Entidades presentes no evento em Brasília se queixam ainda da falta de transparência das informações administradas pelo MMA. O gerente de políticas públicas da ONG WWF Brasil, Michel Santos, vê com preocupação o fato de o ministério ter retirado do ar, no início do ano, os mapas virtuais que continham informações sobre as áreas prioritárias de conservação ambiental.

Ele explica que o material servia de referência para a visualização de territórios que garantem serviços ecossistêmicos relacionados a chuvas, regulação climática, fornecimento de água para diferentes populações, entre outros.

Após as críticas, o ministro Ricardo Salles alegou que havia erros no conteúdo dos gráficos e que o secretário de Biodiversidade ainda não havia sido nomeado. Na ocasião, ele disse que, após a resolução desses dois pontos, o material voltaria ao ar, o que não ocorreu.

Do ponto de vista político, a remoção dos mapas ocorre ao mesmo tempo em que a bancada ruralista, apoiadora oficial do governo, tenta impulsionar, no Congresso Nacional, a flexibilização das normas de licenciamento ambiental. Também se alinha a projetos de interesse de grandes empresas que, embaladas pelo crescimento da pauta neoliberal, tentam avançar sobre áreas de proteção.

“Esses mapas de áreas prioritárias para conservação versus todas as propostas de obra de infraestrutura colocam, de certa forma, alguns limitantes importantes do ponto de vista da biodiversidade. Se nós temos uma área restritiva, não há que se pensar ali hidrelétrica, rodovias, ferrovias. Na medida em que você suprime essas informações e [busca] flexibilizar o licenciamento, você pode estar colocando em risco benefícios das gerações de hoje e das futuras, que sequer conhecem todos esses elementos da biodiversidade”, assinala Santos.

Projetos

Na esteira desses mesmos acontecimentos, também preocupa os especialistas a ausência de um detalhamento de projetos para a área ambiental. A secretária-executiva da Imaflora sublinha que o governo não apresentou, até o momento, um planejamento de ações e programas de forma minuciosa, o que dificulta inclusive o acompanhamento da gestão.

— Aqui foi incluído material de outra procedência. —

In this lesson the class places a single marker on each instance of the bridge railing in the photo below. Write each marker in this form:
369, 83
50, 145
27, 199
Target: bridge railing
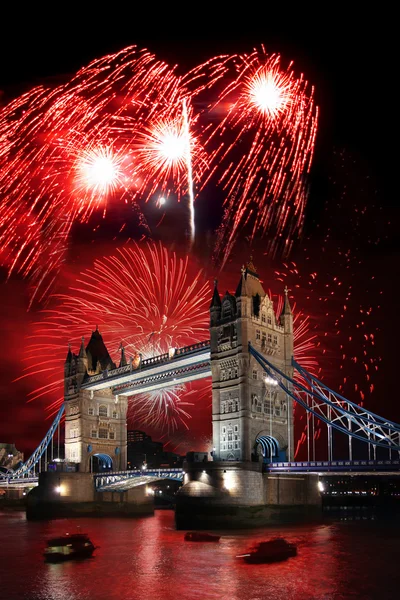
334, 465
102, 479
150, 362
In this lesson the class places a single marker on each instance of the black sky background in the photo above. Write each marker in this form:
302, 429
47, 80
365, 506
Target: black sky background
350, 57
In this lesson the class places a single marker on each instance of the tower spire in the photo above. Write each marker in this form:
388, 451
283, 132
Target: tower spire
286, 310
123, 362
69, 354
216, 300
82, 350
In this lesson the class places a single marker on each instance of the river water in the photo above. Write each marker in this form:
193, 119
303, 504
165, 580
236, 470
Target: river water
148, 559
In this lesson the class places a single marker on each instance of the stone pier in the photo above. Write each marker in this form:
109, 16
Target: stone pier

“Eu sinto falta de um plano estratégico. Se é eficiência de gestão a ordem do dia, então, qual é o plano estratégico, quais são as metas e como o governo e, especificamente, o Ministério do Meio Ambiente pretendem resolver isso sem participação popular? Parece muito difícil. Seria fundamental que o Ministério do Meio Ambiente se posicionasse, para além do desmonte do que eles acham que não está bom, que ele se propusesse a demonstrar pra sociedade o que ele vai construir no lugar”, afirma Laura de Santis Prada.

Transversalidade

Mario Mantovani sublinha que, ao negligenciar a pauta ambiental, o país tende a sofrer consequências ainda em outras áreas, porque o tema do meio ambiente tem caráter transversal. Diante disso, ele destaca a necessidade de buscar uma integração das diferentes políticas, o que não estaria ocorrendo atualmente.

“Quando a gente vê um candidato falando, uma emenda parlamentar em Brasília pra um hospital, quando a gente vê os recursos da [pasta da] Saúde aqui, são bilhões. E a gente se esquece de uma coisa, por exemplo: se não tiver saneamento e não tirar esgoto dos rios, nós vamos ter 70% de doenças de origem hídrica. É um desastre isso. Você vai sempre fazer um enxuga-gelo. Nós não vamos estar tirando gente dos hospitais, e sim colocando. E a gente poderia falar isso com as questões do lixo, do clima”, exemplifica.

Caminhos

Para os especialistas, a conjuntura diante da agenda ambiental pede um fortalecimento da união entre diferentes entidades e movimentos populares que acompanham o tema. O objetivo é exercer pressão sobre a gestão Bolsonaro e tentar reaver as conquistas que já haviam sido garantidas em âmbito nacional.

“O governo está se fechando cada vez mais e o papel da sociedade, nesse sentido, é lutar pra colocar o país novamente na rota do desenvolvimento democrático, senão não há saída”, finaliza Michel Santos, da WWF.